The quickly assembled system of arrests, detentions and releases of migrants has been plagued by missteps since its onset, including families being improperly separated, violations of due process, and a lack of coordination among federal, state and local officials.

In a legislative hearing called out of concern over legal blunders in Abbott’s arrest initiative, DPS Director Steve McCraw told lawmakers Monday that the people his officers arrest for criminal trespassing are trying to avoid law enforcement, not seek asylum.

“When we talk about criminal trespass, it’s that they’re paying coyotes, they’re paying cartel operatives, smugglers to move around and through to avoid being detected,” McCraw said.

In Kinney County, a rural, conservative region next door to Val Verde, many of the hundreds of migrants jailed for allegedly trespassing are arrested at a remote depot as they arrive on train cars from the border.

In Val Verde County, home to Del Rio, however, Martinez said the vast majority of the cases he tosses out are those in which he learns that the arrested migrants had credible asylum claims and were looking for law enforcement to turn themselves in. He has said he began dropping such cases after he heard McCraw tell lawmakers in August that police aren’t looking to arrest asylum-seekers, but are instead targeting dangerous criminals.

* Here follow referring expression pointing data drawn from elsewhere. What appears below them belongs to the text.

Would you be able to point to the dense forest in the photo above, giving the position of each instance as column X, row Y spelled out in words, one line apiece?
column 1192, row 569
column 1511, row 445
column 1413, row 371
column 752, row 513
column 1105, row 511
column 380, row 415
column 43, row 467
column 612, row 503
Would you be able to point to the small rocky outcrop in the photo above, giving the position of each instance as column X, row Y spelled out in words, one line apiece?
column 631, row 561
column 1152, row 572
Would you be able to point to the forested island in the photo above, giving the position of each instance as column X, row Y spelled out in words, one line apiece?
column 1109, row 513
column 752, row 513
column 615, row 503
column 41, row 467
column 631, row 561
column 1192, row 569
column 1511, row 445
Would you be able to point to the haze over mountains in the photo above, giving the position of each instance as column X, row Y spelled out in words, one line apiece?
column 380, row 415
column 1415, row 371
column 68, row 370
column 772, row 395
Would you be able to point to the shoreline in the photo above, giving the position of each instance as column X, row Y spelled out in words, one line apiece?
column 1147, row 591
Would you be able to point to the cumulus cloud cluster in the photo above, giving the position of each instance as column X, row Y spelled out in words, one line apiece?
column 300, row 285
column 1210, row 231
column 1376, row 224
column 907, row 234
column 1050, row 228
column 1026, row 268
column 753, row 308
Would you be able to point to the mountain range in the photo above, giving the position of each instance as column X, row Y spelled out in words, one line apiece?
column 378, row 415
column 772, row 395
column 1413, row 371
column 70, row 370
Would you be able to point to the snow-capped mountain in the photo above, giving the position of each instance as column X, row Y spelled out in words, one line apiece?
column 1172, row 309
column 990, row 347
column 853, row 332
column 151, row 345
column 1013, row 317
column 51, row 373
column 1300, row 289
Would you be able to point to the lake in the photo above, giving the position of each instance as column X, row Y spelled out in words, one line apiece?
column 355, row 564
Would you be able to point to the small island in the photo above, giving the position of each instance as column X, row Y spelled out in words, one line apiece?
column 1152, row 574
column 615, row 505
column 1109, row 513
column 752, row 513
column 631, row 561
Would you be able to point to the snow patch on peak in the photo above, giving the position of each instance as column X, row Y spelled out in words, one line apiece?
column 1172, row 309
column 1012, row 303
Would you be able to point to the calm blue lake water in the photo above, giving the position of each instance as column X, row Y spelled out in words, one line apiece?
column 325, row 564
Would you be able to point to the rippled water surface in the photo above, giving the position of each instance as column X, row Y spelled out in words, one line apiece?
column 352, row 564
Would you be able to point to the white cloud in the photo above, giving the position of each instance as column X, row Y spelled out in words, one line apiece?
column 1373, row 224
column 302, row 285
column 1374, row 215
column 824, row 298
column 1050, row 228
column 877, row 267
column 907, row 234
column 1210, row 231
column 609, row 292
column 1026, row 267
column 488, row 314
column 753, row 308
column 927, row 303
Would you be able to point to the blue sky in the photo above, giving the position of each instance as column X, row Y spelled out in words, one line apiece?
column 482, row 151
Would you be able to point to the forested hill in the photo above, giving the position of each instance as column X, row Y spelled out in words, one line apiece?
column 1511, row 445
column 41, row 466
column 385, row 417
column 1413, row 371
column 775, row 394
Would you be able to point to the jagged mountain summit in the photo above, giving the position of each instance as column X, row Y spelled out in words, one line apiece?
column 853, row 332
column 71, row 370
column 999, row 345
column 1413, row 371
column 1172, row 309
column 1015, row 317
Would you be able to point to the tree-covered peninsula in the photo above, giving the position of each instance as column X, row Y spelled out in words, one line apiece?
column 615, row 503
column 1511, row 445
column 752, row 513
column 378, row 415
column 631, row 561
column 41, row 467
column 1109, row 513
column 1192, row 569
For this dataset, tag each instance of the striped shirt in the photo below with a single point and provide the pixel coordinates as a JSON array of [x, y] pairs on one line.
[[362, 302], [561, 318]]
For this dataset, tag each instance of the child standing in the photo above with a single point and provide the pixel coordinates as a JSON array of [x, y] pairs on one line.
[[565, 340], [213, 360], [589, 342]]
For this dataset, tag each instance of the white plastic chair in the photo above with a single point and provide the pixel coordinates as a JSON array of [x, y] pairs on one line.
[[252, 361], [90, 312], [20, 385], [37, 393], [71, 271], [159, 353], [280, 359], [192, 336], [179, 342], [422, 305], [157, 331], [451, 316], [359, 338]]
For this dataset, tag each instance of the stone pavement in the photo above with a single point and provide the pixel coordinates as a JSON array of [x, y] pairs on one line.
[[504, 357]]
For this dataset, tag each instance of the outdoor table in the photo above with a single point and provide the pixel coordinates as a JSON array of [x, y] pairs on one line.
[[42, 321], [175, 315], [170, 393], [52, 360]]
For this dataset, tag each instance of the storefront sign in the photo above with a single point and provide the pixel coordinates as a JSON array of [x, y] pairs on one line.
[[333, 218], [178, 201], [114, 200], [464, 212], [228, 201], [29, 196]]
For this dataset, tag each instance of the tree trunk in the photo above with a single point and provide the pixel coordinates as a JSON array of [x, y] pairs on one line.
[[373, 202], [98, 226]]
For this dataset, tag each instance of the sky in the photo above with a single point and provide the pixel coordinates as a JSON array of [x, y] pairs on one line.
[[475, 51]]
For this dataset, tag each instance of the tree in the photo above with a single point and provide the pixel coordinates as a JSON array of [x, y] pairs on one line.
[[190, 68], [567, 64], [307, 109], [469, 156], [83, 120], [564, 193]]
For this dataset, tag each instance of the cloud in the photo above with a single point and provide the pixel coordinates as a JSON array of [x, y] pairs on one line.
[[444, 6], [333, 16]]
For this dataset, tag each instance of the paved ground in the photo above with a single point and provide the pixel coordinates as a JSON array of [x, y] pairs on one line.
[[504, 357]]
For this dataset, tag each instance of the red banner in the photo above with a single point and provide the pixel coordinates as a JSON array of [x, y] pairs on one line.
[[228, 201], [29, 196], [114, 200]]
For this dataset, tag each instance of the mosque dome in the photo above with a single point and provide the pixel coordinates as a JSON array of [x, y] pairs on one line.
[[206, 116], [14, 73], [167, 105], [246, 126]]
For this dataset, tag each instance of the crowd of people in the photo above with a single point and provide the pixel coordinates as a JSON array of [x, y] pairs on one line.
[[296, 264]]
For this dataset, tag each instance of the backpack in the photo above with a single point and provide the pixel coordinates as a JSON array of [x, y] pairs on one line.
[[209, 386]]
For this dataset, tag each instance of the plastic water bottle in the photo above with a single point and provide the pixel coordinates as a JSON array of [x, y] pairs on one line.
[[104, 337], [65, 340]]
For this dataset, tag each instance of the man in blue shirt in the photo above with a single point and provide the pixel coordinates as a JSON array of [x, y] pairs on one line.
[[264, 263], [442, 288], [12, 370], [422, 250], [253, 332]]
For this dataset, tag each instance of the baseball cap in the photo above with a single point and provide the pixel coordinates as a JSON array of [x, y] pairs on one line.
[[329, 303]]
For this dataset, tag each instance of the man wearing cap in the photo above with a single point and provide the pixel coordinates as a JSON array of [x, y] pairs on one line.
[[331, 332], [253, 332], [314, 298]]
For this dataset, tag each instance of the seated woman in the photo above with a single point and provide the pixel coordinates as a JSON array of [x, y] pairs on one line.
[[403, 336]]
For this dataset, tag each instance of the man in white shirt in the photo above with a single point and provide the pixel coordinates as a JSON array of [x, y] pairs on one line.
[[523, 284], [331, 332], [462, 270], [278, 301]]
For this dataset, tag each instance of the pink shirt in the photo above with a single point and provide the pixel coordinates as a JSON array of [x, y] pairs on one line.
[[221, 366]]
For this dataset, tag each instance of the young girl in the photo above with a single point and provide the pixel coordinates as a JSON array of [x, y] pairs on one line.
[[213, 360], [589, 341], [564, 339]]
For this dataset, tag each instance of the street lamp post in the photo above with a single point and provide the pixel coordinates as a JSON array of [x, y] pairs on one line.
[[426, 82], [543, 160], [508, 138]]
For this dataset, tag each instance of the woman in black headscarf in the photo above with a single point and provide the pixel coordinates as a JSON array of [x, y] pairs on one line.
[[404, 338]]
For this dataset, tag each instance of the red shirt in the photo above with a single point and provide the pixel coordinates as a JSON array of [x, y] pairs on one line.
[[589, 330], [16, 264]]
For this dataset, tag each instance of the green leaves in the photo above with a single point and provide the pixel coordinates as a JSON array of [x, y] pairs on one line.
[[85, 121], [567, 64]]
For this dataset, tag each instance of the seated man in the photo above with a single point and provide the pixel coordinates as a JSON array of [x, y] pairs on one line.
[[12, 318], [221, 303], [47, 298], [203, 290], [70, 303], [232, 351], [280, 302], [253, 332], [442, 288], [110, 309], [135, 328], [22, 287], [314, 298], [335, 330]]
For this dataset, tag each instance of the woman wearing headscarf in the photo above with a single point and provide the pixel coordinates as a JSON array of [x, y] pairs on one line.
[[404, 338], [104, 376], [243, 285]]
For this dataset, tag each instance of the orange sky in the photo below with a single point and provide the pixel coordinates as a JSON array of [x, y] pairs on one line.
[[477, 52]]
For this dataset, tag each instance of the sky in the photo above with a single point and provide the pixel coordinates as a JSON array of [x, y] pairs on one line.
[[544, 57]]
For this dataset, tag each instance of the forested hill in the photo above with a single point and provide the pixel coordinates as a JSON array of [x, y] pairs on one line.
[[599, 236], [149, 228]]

Other times, Martinez has thrown out trespassing charges for insufficient evidence or questionable circumstances surrounding the arrests, like the cases he tossed Monday. A defense attorney told lawmakers Monday that the incidents are not unique.

“We have heard reports and several of our clients have recounted that they are actually called over onto the river onto private property,” said Kristin Etter, whose organization, Texas RioGrande Legal Aid, represents hundreds of the arrested migrants.

In the case of the 11 men who said they were escorted to another property and made to climb the fence onto a ranch, Martinez said he didn’t have a report from Border Patrol officers, who reportedly initiated the stop and apprehended the men after they fled. Without it, he wasn’t sure if the property where the men were first apprehended was the one listed in the report provided by DPS. If the cases moved forward in court, he said, DPS would be unable to testify where the men were first detained.

“I did not have any way to prove where these people were apprehended because we did not have a supplemental report from Border Patrol, so there was a lack of evidence,” Martinez said.

According to a DPS arrest affidavit, the men fled Border Patrol officers during an August traffic stop and jumped a fence onto a local ranch whose owner previously agreed state police could arrest people for trespassing on the property. At least one of the men was found by a Border Patrol dog handler, the affidavit said, and DPS responded to the chase and arrested the men.

Border Patrol reported Tuesday that after more than a dozen men fled on foot from a highway traffic stop into private property, federal agents took custody of the driver and two other people, while DPS arrested the other 11 men.

Martinez and Etter, who represents the men, said the migrants told them the fleeing men had hopped over a small fence bordering the highway, but, when found, were zip-tied and escorted by law enforcement to another property and made to climb a fence. Martinez said he was told that Border Patrol led the men onto the other property, and DPS requested that the men be brought back over the fence again where they were arrested.

Etter said it was unclear if the land the men were originally found on was public land.

With their cases dismissed, the men were expected to be sent back to Val Verde County and handed over to CBP officials for processing, Etter said Tuesday. The Venezuelan man whose case was rejected by Martinez on Monday is also expected to be transferred to CBP.